Protobufkdb uses a factory to create a message class object of the correct type from the message type string passed from kdb. The lookup requires that the message type string passed from kdb is the same as the message name in its .proto definition.

In order to populate the factory, the .proto files for all messages to be serialised/parsed must be incorporated into the build as follows:

  1. Place the new <schema>.proto file into the src/ subdirectory

  2. Edit src/CMakeLists.txt file, adding the new .proto file to the line below the following comment:

    # ### GENERATE PROTO FILES ###

    For example, to add examples.proto (which is already present in the src/ subdirectory), in addition to the existing tests.proto, change:

    set(MY_PROTO_FILES tests.proto)

    to:

    set(MY_PROTO_FILES tests.proto examples.proto)

Note: MY_PROTO_FILES is a CMake-space separated list; do not wrap the list of .proto files in a string.

Building protobufkdb

A CMake script is provided to build protobufkdb. This uses the CMake functionality to locate the protobuf installation on your system. By setting the CMake environment variable CMAKE_PREFIX_PATH to the Protocol Buffers installation directory created above when building protobuf from source, CMake will use this installation in preference to any existing system installs. This avoids issues with existing incompatible or mismatched protobuf installs.

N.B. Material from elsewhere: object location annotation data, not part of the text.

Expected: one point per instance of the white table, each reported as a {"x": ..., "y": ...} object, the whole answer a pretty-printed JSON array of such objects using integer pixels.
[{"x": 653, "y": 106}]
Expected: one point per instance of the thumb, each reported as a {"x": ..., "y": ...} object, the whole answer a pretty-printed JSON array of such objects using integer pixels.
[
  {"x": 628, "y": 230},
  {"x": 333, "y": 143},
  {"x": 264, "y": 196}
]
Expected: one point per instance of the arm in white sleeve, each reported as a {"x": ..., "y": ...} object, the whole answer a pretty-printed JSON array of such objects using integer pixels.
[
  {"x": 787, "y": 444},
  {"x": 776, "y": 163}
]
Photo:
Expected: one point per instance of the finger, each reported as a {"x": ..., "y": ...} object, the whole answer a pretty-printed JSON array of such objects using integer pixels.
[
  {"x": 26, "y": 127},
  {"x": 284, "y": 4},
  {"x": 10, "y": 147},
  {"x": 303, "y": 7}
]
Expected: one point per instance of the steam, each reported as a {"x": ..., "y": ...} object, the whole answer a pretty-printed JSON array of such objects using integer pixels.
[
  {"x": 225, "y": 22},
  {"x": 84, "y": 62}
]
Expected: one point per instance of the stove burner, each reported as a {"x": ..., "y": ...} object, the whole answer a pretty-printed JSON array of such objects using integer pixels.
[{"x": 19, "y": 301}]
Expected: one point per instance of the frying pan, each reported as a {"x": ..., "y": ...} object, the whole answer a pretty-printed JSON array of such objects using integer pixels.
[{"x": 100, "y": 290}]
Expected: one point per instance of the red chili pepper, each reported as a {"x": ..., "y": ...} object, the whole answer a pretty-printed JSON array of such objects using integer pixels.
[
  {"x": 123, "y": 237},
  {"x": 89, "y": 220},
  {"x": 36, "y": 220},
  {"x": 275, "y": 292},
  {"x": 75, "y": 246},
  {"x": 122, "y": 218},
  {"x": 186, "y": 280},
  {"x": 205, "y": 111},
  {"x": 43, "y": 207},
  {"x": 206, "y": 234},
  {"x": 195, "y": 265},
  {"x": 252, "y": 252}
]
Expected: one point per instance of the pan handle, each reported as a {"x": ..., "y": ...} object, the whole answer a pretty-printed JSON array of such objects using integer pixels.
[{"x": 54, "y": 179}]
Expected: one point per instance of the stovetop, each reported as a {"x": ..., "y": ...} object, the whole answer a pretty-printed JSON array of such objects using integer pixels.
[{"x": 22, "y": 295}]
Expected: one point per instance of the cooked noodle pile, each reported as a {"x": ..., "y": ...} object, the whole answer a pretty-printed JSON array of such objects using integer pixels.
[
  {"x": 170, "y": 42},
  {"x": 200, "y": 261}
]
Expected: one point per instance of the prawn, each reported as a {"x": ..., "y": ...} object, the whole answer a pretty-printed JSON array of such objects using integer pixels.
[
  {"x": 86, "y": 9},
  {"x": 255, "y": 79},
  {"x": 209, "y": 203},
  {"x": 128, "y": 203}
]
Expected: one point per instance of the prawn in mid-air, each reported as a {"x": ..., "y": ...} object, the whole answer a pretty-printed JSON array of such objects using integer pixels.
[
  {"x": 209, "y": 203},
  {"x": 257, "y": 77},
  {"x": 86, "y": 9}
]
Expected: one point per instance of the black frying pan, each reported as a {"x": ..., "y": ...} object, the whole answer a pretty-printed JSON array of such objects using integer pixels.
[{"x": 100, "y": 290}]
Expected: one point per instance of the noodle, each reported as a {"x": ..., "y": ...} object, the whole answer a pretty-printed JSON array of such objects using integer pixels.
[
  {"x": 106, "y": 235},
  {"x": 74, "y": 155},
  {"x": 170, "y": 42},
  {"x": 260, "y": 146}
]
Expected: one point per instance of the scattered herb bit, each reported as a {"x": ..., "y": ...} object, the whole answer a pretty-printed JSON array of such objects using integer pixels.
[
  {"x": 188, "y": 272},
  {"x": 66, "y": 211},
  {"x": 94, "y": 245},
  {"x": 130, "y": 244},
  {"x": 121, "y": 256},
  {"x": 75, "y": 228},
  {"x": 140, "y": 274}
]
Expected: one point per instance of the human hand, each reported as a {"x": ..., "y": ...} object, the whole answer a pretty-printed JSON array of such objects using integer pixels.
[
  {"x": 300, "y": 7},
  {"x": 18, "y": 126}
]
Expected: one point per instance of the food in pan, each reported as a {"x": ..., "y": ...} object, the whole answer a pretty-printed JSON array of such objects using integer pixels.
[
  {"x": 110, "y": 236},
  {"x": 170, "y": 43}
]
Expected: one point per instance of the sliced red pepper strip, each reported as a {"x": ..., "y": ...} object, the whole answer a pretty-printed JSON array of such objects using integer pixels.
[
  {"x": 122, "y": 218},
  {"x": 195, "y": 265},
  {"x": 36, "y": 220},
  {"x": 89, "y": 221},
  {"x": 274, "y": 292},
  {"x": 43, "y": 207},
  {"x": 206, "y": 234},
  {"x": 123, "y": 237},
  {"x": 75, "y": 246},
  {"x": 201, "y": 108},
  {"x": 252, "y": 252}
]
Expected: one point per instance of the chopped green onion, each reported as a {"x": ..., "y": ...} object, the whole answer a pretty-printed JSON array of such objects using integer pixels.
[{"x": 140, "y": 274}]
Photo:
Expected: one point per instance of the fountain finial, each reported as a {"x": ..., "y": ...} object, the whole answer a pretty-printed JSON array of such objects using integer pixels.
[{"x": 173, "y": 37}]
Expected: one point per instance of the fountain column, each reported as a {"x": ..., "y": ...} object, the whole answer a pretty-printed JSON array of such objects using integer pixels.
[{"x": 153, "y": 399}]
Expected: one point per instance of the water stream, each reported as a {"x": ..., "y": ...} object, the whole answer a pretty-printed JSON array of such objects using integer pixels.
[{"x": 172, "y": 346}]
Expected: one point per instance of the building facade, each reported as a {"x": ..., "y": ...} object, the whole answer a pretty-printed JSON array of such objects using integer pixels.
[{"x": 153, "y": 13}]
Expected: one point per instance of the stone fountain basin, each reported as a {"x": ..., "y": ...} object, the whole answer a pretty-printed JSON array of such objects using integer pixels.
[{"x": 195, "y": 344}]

From the root of this repository create and move into a directory in which to perform the build:

mkdir build && cd build

Generate the build scripts, specifying the protobuf buffers installation created above when building protobuf from source (referenced by the environment variable $PROTOBUF_INSTALL which should have been set during that procedure):

## Linux/MacOS
cmake -DCMAKE_PREFIX_PATH=$PROTOBUF_INSTALL ..

## Windows
cmake -DCMAKE_PREFIX_PATH=%PROTOBUF_INSTALL% ..

Start the build:

cmake --build . --config Release

Create the install package and deploy:

cmake --build . --config Release --target install

Note: By default src/CMakeLists.txt is configured to link statically against libprotobuf to avoid potential C++ ABI compatibility issues with different versions of libprotobuf. This is a particular issue on Windows.

Build issues

Because the protobufkdb interface uses both the protoc compiler and the Protocol Buffers’ runtime, the versions of protoc, libprotobuf and its header files must be consistent and installed from the same build. Otherwise build errors can occur when compiling any of the proto-generated .pb.h or .pb.cc files. To help identify these problems the protobufkdb CMake scripts log the locations of the Protocol Buffers installation it has found. For example:

[build]$ cmake ..
 -- The CXX compiler identification is GNU 4.8.5
 -- Check for working CXX compiler: /usr/bin/c++
 -- Check for working CXX compiler: /usr/bin/c++ - works
 -- Detecting CXX compiler ABI info
 -- Detecting CXX compiler ABI info - done
 -- Detecting CXX compile features
 -- Detecting CXX compile features - done
 -- Generator : Unix Makefiles
 -- Build Tool : /usr/bin/gmake
 -- Proto files: tests.proto;examples.proto
 -- [ /usr/share/cmake3/Modules/FindProtobuf.cmake:321 ] Protobuf_USE_STATIC_LIBS = ON
 -- [ /usr/share/cmake3/Modules/FindProtobuf.cmake:455 ] requested version of Google Protobuf is
 -- [ /usr/share/cmake3/Modules/FindProtobuf.cmake:463 ] location of common.h: /usr/local/include/google/protobuf/stubs/common.h
 -- [ /usr/share/cmake3/Modules/FindProtobuf.cmake:481 ] /usr/local/include/google/protobuf/stubs/common.h reveals protobuf 3.7.1
 -- [ /usr/share/cmake3/Modules/FindProtobuf.cmake:495 ] /home/protobuf/install/bin/protoc reveals version 3.11.4
 -- Found Protobuf: /usr/local/lib/libprotobuf.a;-lpthread (found version "3.7.1")
 -- Configuring done
 -- Generating done
 -- Build files have been written to: /home/protobufkdb/build

indicates it found protoc version 3.11.4 at /home/protobuf/install/bin/protoc but version 3.7.1 of libprotobuf.a (and the headers) installed on the system under /usr/local/. This can occur if there was a conflicting packaged version of protobuf already on the system and will likely cause the protobufkdb build to fail.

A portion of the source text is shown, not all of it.